И, не останавливаясь, подчиняясь какой-то внутренней связи мыслей, видной и понятной ему одному, Звонков продолжал рассказывать:
— Под конец она уж пельмени научилась лепить совсем по-сибирски. А то ведь ее такой смех вначале разбирал, особенно когда их, мороженые, в кипяток бросали. Она даже одно время есть их опасалась.
Он рассказывал, как жена после его ареста уехала к родным в деревню, возле города Ейска, какое письмо она ему прислала. Она собрала, работая полтора года у помещика, восемьдесят рублей и приехала к нему в ссылку.
Бахмутский слушал его с неожиданно возникшим волнением. Как он мог не заметить, что рядом с ним жила такая хорошая женщина! Он понял и ощутил ее жизнь, жизнь человека — драгоценную, полную необычайных, неповторимых подробностей, жизнь молчаливую, застенчивую, хрупкую жизнь милого человека.
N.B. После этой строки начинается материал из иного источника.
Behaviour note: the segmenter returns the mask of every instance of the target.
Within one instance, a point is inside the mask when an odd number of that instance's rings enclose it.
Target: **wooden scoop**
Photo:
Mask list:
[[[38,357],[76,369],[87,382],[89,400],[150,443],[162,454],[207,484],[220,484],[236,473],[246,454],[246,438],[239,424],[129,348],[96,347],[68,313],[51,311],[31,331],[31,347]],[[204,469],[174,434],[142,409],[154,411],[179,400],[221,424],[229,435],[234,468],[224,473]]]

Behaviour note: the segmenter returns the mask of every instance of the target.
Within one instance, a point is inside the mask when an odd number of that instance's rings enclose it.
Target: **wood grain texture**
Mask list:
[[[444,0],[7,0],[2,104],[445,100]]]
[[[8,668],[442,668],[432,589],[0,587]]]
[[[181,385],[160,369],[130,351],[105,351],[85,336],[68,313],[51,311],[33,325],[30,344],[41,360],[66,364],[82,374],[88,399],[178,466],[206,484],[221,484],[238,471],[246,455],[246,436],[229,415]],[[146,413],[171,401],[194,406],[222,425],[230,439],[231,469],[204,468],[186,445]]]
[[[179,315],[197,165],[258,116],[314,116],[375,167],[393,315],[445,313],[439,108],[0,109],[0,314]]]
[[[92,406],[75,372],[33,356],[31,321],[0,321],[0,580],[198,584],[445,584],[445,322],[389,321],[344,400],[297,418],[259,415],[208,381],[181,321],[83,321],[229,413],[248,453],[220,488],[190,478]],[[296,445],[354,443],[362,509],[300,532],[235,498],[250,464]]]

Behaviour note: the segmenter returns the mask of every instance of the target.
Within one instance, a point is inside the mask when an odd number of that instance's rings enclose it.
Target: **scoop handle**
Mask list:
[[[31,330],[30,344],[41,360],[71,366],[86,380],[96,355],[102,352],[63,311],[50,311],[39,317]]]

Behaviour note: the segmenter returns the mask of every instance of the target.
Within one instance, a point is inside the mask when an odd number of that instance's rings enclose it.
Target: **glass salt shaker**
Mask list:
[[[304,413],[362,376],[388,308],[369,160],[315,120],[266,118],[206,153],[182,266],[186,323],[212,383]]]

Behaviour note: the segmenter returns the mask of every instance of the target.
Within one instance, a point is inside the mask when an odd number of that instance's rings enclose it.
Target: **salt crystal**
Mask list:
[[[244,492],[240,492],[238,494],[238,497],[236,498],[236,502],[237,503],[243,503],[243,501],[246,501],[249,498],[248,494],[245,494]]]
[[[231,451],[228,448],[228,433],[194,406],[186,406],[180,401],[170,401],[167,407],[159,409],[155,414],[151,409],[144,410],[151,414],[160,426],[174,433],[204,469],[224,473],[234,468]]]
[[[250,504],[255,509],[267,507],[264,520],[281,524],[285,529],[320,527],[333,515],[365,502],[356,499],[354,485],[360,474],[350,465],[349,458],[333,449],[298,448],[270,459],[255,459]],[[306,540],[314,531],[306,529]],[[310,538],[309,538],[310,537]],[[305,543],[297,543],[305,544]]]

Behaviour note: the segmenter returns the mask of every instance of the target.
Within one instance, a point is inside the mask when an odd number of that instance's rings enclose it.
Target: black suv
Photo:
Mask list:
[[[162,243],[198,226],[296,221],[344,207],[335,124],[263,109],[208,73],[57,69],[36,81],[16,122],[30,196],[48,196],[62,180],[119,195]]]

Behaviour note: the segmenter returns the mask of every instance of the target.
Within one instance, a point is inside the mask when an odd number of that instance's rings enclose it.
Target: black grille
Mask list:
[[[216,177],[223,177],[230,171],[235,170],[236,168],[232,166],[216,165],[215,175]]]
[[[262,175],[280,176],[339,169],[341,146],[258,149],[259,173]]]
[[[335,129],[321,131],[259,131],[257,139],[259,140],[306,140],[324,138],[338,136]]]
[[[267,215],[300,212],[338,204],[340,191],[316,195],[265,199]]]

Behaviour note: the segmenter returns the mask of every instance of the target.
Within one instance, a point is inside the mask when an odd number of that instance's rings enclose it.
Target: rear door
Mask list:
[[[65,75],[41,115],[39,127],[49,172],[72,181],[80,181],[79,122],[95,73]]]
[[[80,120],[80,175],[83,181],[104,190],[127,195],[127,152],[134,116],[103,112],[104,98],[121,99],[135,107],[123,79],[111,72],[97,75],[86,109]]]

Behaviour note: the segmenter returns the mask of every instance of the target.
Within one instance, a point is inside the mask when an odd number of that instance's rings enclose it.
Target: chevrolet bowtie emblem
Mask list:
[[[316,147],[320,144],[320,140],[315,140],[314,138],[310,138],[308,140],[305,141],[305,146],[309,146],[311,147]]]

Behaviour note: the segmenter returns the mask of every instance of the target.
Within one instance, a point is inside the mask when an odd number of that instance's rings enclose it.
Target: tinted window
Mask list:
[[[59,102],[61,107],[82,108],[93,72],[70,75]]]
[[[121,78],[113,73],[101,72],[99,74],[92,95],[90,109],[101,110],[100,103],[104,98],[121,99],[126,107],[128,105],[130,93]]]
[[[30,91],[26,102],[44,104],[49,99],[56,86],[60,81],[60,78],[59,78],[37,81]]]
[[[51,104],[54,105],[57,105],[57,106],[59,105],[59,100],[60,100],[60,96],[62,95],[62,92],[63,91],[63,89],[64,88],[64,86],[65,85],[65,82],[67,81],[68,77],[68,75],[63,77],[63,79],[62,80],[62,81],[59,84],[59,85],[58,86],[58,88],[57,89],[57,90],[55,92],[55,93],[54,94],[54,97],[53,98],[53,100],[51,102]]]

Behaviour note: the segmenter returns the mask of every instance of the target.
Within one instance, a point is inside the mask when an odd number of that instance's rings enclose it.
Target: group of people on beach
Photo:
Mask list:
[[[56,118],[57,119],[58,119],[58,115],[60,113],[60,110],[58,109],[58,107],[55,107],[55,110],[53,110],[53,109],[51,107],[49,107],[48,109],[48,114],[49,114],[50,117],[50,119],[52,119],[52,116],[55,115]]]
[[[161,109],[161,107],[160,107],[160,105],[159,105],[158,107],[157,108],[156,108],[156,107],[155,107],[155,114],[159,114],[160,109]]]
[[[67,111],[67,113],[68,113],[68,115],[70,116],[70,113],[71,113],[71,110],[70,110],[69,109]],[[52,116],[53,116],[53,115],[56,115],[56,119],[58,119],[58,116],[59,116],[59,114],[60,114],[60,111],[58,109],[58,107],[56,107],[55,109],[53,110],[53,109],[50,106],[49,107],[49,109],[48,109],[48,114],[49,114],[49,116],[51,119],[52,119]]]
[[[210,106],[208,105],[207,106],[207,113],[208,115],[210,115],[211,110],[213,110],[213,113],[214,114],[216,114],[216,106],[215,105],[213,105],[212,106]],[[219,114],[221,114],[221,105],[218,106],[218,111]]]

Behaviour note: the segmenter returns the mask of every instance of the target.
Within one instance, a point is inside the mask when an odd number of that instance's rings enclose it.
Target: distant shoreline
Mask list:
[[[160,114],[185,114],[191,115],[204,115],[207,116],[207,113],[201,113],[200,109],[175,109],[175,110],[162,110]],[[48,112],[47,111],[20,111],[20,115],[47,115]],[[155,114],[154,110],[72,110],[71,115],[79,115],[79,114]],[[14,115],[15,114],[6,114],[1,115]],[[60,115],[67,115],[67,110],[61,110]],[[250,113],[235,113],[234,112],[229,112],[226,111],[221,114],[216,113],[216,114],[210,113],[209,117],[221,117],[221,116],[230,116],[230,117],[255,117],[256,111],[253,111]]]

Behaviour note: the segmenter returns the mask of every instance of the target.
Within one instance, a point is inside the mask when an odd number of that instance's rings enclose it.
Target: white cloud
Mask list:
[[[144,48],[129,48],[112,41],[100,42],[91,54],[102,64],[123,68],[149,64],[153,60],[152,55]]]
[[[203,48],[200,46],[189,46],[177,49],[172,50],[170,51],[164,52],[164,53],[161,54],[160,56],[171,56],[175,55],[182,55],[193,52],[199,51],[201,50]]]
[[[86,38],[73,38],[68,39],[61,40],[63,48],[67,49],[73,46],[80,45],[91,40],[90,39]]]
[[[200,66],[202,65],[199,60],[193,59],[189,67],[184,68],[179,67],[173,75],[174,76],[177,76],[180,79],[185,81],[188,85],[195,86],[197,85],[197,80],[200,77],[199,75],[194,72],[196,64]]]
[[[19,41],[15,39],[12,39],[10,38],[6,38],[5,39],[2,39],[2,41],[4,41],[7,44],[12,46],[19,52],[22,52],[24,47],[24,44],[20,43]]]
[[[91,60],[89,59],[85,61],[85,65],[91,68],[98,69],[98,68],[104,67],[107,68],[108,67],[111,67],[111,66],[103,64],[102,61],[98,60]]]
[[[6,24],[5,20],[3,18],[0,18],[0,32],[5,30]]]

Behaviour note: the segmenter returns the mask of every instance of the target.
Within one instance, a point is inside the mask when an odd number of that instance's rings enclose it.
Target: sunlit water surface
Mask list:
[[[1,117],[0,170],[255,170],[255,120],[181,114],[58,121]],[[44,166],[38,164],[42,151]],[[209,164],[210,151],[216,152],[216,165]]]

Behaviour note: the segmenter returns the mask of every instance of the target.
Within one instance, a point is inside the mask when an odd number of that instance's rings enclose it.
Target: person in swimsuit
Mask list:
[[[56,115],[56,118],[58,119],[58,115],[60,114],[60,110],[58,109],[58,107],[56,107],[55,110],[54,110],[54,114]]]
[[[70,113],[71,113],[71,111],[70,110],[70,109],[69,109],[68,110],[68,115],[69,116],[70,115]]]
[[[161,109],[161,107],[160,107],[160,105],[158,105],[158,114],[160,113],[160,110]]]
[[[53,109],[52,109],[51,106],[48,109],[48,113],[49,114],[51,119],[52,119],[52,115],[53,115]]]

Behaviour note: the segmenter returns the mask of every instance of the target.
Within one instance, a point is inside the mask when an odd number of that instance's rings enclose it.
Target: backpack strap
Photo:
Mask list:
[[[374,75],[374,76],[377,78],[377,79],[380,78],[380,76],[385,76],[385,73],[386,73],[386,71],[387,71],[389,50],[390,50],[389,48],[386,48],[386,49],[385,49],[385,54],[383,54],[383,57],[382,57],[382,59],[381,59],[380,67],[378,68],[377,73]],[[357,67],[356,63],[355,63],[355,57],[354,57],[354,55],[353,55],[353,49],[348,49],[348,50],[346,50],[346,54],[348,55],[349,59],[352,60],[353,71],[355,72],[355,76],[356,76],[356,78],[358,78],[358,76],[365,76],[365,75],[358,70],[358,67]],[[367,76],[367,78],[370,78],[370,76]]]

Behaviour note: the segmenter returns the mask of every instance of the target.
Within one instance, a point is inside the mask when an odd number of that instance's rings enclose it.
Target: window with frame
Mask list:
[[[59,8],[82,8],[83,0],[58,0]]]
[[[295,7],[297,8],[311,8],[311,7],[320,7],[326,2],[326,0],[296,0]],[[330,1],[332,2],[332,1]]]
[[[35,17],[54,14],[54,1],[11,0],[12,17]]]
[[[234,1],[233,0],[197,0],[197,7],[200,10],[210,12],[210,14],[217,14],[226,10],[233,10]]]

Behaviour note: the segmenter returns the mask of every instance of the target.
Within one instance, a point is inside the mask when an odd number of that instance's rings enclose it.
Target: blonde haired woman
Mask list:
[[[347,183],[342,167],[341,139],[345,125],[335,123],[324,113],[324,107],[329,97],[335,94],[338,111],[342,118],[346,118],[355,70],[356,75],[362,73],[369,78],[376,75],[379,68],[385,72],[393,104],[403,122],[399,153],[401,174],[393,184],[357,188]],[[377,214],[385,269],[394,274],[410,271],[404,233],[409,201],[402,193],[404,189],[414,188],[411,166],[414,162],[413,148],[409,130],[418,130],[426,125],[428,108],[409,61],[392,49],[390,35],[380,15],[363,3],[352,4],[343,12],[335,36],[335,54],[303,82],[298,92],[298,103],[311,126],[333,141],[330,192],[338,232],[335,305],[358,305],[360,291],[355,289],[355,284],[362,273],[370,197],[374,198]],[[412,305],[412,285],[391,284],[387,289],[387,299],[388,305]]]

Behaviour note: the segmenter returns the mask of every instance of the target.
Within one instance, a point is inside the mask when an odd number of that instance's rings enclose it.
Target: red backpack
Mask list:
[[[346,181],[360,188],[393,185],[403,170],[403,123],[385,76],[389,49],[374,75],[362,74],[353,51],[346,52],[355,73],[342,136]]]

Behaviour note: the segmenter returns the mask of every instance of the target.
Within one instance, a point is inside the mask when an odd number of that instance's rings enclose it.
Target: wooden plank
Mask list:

— Очень тяжело, Алексей, очень — потерять такого преданного друга, — сказал он.
— Больно, что напрасно гибнут такие люди; я вот, ты — мы ведь воюем, а их, слабых таких... больно думать, — сказал Звонков.
— Тут ничего не сделаешь, — проговорил Бахмутский. — Какой справедливости ждать от жизни, когда жизнь есть вихрь, как Герцен в «Былом и думах» сказал.
— Это верно, товарищ Абрам.
В дверь постучала Марья Дмитриевна:
— Абрам, к вам.
Это был Касьян.
— Как стекла, хороши? — спросил он, смеясь, крепко тряся руку Бахмутского, и, повернувшись к Звонкову, спросил: — Ты давно уже? Рассказывал о нашем житье-бытье?
— Да, сознаться, пришел порядочно, но ни о чем не говорили. Верно, извини, товарищ Абрам, я тебя не вводил в дело. Твой вопрос меня взбудоражил.
— Ну что ж, — сказал Касьян, — что вы нам расскажете? Мы здесь, верно, в ересь впали, сами того не зная, связи наши с центром скрипят, а с Екатеринославским губернским комитетом мы дел предпочитаем не вести — ликвидаторы чистой воды.
Бахмутский сказал:
— Давайте вот какой порядок: вы сперва расскажите о работе, видно будет, что и как; а то стану вас убеждать, в чем вы сами уверены.
— А может быть...
— Нет, давайте уж так. — И негромкий голос Бахмутского прозвучал сухо и сильно, глаза сердито блеснули.
Касьян рассказывал, и Бахмутский время от времени задавал неожиданные вопросы, которые сердили Касьяна.
— У вас по этому поводу с Алексеем разногласий не было? — спросил он, когда Касьян заговорил о переговорах с меньшевистским комитетом, предлагавшим слить рабочие кружки и организовать единое рабочее просветительное общество.
— Нет, какие разногласия, — сказал Звонков, — кому охота самого себя в мешок засунуть.
— Странный вопрос, — сказал Касьян, — ведь мы большевики, а не ликвидаторы.
Со Звонковым Касьян работал легко и хорошо — у них не возникало трений. У Звонкова точно отсутствовало честолюбие, либо он сознательно приглушал его, — Касьян не думал об этом. Звонков уступал ему во всех случаях, где можно было поспорить: «А почему бы не мне?»